Newberg students are still in comprehensive distance learning, so neither student brought the virus with them into a school building. But despite the lack of in-person classes risking transmission of the virus among students, the district communicated the news to parents and added additional restrictions to the two school buildings.
"It was a good chance for us while we're still in Comprehensive Distance Learning to see how our systems work and practice communication about this," said district communications coordinator Gregg Koskela. "We got the notification from the county about the cases, which were expected, and we notified our staff how we will handle this. County officials have conducted contact tracing and are reaching out to those in the community who may have been in contact with the infected students."
Because the district remains in full distance learning with no in-person class attendance, the only effect of these positive tests was the postponement of limited in-person activities at Joan Austin and Mountain View, including special education evaluations and other forms of testing, until Oct. 18.
"It has a small effect on our ability to do certain things in the buildings for the next couple weeks, but we're practicing the process of responding to this so when the time comes for the hybrid model we'll be ready to react accordingly," Koskela said. "It sounds like the students are doing fine and that's great to hear."
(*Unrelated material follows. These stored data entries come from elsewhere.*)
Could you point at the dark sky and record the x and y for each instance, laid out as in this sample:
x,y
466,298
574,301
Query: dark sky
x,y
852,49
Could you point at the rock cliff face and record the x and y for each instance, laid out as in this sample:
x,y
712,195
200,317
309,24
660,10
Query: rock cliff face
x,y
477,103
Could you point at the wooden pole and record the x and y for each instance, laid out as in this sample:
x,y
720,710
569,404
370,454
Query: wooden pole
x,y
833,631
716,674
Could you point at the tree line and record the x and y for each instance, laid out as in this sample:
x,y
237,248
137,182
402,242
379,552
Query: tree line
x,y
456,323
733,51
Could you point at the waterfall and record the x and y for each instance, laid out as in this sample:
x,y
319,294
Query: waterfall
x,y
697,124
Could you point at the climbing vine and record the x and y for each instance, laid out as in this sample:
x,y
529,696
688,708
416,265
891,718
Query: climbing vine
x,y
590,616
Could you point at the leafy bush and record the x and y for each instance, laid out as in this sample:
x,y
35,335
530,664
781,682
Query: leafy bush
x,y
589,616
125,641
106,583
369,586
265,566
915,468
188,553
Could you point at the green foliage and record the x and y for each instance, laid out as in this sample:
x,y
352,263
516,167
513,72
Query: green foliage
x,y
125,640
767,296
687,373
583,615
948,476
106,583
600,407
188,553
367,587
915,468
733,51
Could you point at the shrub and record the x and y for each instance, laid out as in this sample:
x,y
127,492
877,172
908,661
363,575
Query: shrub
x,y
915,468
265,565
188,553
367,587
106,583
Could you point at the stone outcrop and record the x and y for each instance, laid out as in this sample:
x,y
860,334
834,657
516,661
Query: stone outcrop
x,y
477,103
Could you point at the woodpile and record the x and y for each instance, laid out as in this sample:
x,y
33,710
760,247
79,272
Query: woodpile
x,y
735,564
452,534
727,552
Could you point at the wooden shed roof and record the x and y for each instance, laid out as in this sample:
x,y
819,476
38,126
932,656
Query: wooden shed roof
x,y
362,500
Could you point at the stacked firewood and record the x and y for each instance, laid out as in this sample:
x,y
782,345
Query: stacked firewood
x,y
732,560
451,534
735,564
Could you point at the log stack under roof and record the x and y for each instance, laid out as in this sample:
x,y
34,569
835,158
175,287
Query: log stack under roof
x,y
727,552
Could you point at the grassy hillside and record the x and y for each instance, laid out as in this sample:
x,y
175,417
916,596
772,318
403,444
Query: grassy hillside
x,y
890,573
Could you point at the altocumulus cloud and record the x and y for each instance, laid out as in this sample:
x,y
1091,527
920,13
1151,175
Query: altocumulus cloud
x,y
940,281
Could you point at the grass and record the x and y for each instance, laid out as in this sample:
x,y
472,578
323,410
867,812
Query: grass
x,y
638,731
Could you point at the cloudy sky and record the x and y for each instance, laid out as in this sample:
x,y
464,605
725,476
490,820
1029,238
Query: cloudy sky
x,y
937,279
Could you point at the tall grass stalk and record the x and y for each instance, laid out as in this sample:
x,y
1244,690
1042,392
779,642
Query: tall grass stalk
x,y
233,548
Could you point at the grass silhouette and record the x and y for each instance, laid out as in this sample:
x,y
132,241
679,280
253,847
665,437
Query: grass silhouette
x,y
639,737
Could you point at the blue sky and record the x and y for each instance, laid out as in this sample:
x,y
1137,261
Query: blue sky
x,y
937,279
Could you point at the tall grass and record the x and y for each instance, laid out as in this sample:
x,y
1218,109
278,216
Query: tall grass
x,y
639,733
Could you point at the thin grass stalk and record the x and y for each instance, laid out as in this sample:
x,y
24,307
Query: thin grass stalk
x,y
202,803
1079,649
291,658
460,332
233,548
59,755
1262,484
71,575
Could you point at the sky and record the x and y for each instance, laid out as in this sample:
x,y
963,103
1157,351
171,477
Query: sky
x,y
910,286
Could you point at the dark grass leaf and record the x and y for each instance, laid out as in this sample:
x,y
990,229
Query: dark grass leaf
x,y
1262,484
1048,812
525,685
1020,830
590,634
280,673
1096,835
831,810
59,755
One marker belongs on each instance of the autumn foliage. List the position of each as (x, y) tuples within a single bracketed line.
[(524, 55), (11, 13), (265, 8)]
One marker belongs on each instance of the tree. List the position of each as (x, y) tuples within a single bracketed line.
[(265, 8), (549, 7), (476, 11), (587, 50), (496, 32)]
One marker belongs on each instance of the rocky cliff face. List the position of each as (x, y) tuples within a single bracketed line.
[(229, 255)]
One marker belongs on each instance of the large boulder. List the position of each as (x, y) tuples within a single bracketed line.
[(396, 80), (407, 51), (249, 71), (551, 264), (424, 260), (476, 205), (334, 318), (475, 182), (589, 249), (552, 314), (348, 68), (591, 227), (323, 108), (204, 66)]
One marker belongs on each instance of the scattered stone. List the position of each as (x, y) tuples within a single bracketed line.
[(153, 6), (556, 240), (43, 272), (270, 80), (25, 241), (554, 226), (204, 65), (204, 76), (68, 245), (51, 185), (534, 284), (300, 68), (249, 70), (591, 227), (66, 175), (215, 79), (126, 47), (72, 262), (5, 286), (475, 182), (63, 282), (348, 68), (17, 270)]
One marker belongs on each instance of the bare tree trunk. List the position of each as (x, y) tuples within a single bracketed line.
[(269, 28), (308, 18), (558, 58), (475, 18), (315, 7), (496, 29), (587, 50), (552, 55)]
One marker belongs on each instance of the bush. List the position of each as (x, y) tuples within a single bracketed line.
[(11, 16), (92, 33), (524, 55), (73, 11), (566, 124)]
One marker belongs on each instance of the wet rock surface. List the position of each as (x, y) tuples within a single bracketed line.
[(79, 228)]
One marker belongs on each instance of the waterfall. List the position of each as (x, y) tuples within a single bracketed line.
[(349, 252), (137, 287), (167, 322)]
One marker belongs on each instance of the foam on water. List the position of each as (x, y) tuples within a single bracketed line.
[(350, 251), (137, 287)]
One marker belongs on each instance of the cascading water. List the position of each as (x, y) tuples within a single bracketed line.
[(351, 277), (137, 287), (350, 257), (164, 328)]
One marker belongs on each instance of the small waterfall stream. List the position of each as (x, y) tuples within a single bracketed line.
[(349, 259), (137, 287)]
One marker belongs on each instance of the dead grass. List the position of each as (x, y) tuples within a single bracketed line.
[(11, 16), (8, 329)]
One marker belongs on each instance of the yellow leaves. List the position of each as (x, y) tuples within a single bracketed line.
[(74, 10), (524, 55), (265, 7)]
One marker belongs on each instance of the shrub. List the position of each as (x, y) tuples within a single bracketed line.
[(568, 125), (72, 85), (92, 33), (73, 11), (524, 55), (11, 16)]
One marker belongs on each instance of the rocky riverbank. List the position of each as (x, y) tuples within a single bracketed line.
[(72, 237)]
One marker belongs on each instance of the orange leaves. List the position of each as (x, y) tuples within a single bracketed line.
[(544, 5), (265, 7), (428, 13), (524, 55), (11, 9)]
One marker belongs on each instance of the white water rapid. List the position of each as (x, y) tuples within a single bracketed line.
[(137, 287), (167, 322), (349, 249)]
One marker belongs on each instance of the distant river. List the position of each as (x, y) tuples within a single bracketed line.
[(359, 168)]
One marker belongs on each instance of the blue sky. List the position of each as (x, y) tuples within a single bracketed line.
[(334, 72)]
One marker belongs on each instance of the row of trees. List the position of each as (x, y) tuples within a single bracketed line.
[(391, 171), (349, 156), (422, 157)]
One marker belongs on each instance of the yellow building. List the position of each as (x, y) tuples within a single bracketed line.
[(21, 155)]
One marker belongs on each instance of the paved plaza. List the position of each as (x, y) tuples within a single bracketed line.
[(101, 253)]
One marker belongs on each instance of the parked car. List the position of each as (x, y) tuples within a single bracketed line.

Both students are not dealing with serious illness at this point, Koskela said, but their positive tests serve as one of what will likely be a handful of dry runs for the district before it returns to some form of in-person learning during the pandemic. While that is way off and none of the district's three home counties (Yamhill, Washington, Clackamas) are close to statewide metrics allowing hybrid learning, it remains important to practice communication with the public on this issue.
"The state has different guidelines for what they call limited in-person learning," Koskela said. "We haven't done any of them so far except for testing for special-education students and our IEPs. We don't anticipate having hybrid learning for a while, given state mandated metrics."